SQL exact pre-aggregation:

WITH user_days AS (
	SELECT DISTINCT event_date, user_id
	FROM events
)
SELECT event_date, COUNT(*) AS active_users
FROM user_days
GROUP BY event_date;
9. Latest row per key is implemented with a self-join to max timestamp and returns duplicates.

Use ROW_NUMBER with deterministic tie breakers.

WITH ranked AS (
	SELECT
		t.*,
		ROW_NUMBER() OVER (
			PARTITION BY natural_key
			ORDER BY updated_at DESC, source_sequence DESC
		) AS rn
	FROM source_table t
)
SELECT *
FROM ranked
WHERE rn = 1;
10. A left join query is missing rows from the left table.

Check for right-table filters in WHERE.

Wrong:

FROM customers c
LEFT JOIN orders o
	ON o.customer_id = c.customer_id
WHERE o.status = 'paid'

Right when preserving customers:

FROM customers c
LEFT JOIN orders o
	ON o.customer_id = c.customer_id
	AND o.status = 'paid'
11. Query does ORDER BY created_ts DESC over a huge table just to get the latest 100 rows.

Potential fixes:

  • index or clustering on created_ts
  • partition prune by recent date if business allows
  • maintain a latest-records table
  • avoid sorting full history when only recent partitions can contain latest rows

Example:

SELECT *
FROM events
WHERE event_date >= DATE '2026-06-24'
ORDER BY event_ts DESC
FETCH FIRST 100 ROWS ONLY;

Only valid if you can prove the latest 100 must be in that date range.

12. A CTE is referenced three times and the query is slow.

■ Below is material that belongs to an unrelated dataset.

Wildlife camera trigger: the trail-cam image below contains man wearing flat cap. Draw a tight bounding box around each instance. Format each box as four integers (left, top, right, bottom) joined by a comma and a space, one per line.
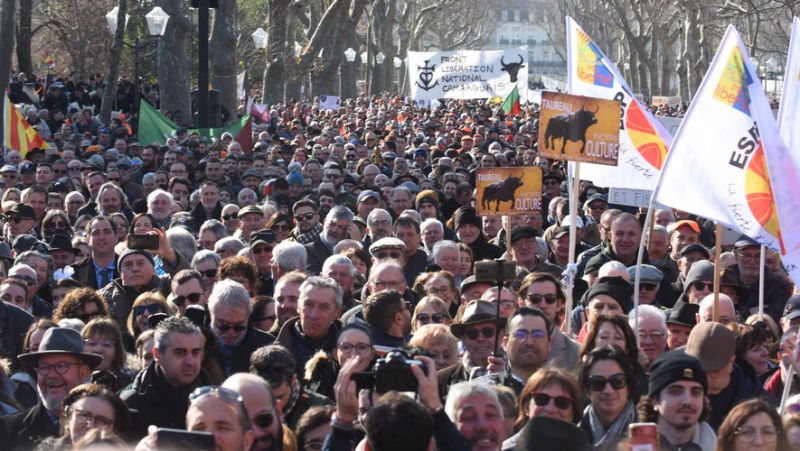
0, 327, 103, 450
639, 351, 717, 451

Some engines inline CTEs; some materialize them; some choose. If the CTE is expensive and reused, consider a temporary table/materialized intermediate, or rewrite to aggregate once.

Staff answer:

I would inspect the plan to see whether the CTE is scanned/recomputed multiple times. If yes, materialize the intermediate with the right grain, columns, and indexes/layout for downstream joins.

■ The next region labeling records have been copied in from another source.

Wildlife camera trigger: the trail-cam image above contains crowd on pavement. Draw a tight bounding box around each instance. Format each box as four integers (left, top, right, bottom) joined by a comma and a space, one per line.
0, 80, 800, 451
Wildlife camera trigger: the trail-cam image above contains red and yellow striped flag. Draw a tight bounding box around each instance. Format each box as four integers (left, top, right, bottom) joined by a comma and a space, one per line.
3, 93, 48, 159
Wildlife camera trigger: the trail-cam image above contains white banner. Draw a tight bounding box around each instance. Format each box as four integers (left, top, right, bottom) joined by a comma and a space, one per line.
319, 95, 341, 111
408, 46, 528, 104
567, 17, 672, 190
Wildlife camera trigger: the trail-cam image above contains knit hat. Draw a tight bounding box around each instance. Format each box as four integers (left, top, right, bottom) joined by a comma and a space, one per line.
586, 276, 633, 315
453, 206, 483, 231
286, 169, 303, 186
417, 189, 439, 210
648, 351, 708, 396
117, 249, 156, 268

13. A query uses SELECT * in a distributed columnar engine.

Project only needed columns.

SELECT user_id, event_ts, event_name
FROM events
WHERE event_date = DATE '2026-06-01';

Expected improvement: less column I/O, less network, less memory, less spill.

14. A join to a dimension table unexpectedly multiplies rows.

Check dimension key uniqueness.

SELECT product_id, COUNT(*) AS rows
FROM products
GROUP BY product_id
HAVING COUNT(*) > 1;

If duplicates are valid because it is type 2, join with the validity interval. If duplicates are invalid, fix upstream data and add a uniqueness test.

15. The optimizer picks a nested-loop join between two large tables.

Likely causes: stale stats, missing join predicates, bad selectivity estimates, disabled hash join, or predicates that hide cardinality. Verify row estimates vs actuals, update stats, check for accidental cross join, and consider rewriting filters/joins to expose equality predicates.